Together, they got Charlie hooked up to a variety of monitors inside the rig, started him on another course of IV antibiotics, and strapped him down at the chest and thighs to keep him from thrashing about should he unexpectedly wake up mid-procedure. At each step in the process, Shane kept an eye on Becca. But she had her head squarely in the game, and her determination served to reinforce his own.
They all gowned up, scrubbed in, and gloved up, then Murph administered a nerve block intended to preempt pain from the elbow down to the fingertips.
Shane nodded to Nick, standing outside the rig’s back door. Behind him stood Jeremy, Marz, and Beckett, all of their expressions as grim and serious as Shane felt. “All right. Close us in and let’s do this,” Shane said.
The doors clunked shut, enclosing them in the makeshift OR with a patient whose life they’d just saved from the clutches of the Church Gang. No way they were losing Charlie now that they had him back.
It would kill Becca. And it would go a long way toward destroying the team, too. Because something special had happened these past few days. They were becoming a family born of choice rather than blood.
Murphy slid his mask over his mouth and nose. “Okay, lady and gents, we’ve got a guaranteed window of two hours where no one will miss us or the vehicle.”
Shane met the guy’s gaze and nodded. “Lead the way, Doc.”
As Shane and Eric assisted and Becca monitored Charlie’s vitals, Murphy made quick work of prepping the wound. Removing the exposed bone was a slow process accomplished in small millimeter chips using a pair of plierlike bone cutters. Then Shane and Murphy worked together on the delicate skin-grafting procedure. Since they had so little elbow room and wanted to keep the need for anesthetic localized, they’d transplanted the skin they needed for the flap from Charlie’s forearm.
When the whole procedure was done, Shane stared at the repair with more than a little wonder. What they’d done had been clearly illegal, likely unethical, and absolutely necessary—and it had worked.
Now they just had to hope Charlie was strong enough to bounce back from the infection.
They opened up the back of the rig and shared the good news with Nick and Beckett, who didn’t appear to have moved since they’d closed themselves in a good ninety minutes before.
Nick reached up and pulled Becca into his arms. “You did it,” he said against her hair, and she clutched her arms around his neck.
“We all did,” she rasped.
Shane patted her back and smiled, and she turned and hugged him next. “Thank you,” she said.
The gratitude washing off her made Shane feel ten feet tall. “No thanks necessary, Becca.”
While Nick, Beckett, and Becca carefully got Charlie to his room upstairs, Shane hung back and helped Murphy and Eric do a thorough cleanup job on the ambulance.
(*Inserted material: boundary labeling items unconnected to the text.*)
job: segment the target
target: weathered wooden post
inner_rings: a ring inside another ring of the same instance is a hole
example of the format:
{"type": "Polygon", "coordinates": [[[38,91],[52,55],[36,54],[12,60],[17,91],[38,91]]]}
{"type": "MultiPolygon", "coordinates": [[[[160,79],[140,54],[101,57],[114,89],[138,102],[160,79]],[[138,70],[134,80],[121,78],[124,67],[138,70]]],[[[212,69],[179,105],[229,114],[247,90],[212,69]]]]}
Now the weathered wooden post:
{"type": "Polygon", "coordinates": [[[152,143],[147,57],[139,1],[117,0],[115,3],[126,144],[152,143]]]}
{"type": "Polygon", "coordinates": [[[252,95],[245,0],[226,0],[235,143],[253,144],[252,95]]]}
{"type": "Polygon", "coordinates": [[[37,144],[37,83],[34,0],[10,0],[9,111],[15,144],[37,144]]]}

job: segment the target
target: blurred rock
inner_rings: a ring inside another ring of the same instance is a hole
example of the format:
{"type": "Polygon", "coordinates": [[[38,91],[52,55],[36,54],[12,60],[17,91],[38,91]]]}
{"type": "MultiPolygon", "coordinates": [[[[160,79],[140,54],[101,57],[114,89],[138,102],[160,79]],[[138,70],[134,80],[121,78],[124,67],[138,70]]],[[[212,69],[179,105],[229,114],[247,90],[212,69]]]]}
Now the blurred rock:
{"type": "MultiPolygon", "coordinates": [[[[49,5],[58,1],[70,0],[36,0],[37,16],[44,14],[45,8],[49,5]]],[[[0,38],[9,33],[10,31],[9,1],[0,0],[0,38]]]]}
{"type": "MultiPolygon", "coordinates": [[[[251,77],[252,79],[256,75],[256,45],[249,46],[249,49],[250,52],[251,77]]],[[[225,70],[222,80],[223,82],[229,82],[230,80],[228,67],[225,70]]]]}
Then they all headed up to the apartment to make sure Charlie was still okay.
As they shared a quiet round of congratulations—Becca’s eyes never leaving her sleeping brother’s face—a call came through on both of the EMTs’ radios. “Perfect timing,” Murphy said with a smile.
Stepping out of Charlie’s room, Nick held out a hand. “We won’t forget what you did for us. Thank you,” he said, shaking both men’s hands. Thanks and good-byes went around, then Murph and Eric left. Not only had the pair proven themselves good friends, but they could be damn important allies as this situation unfolded. And with the authorities and the hospitals off the table, they needed all the help they could get.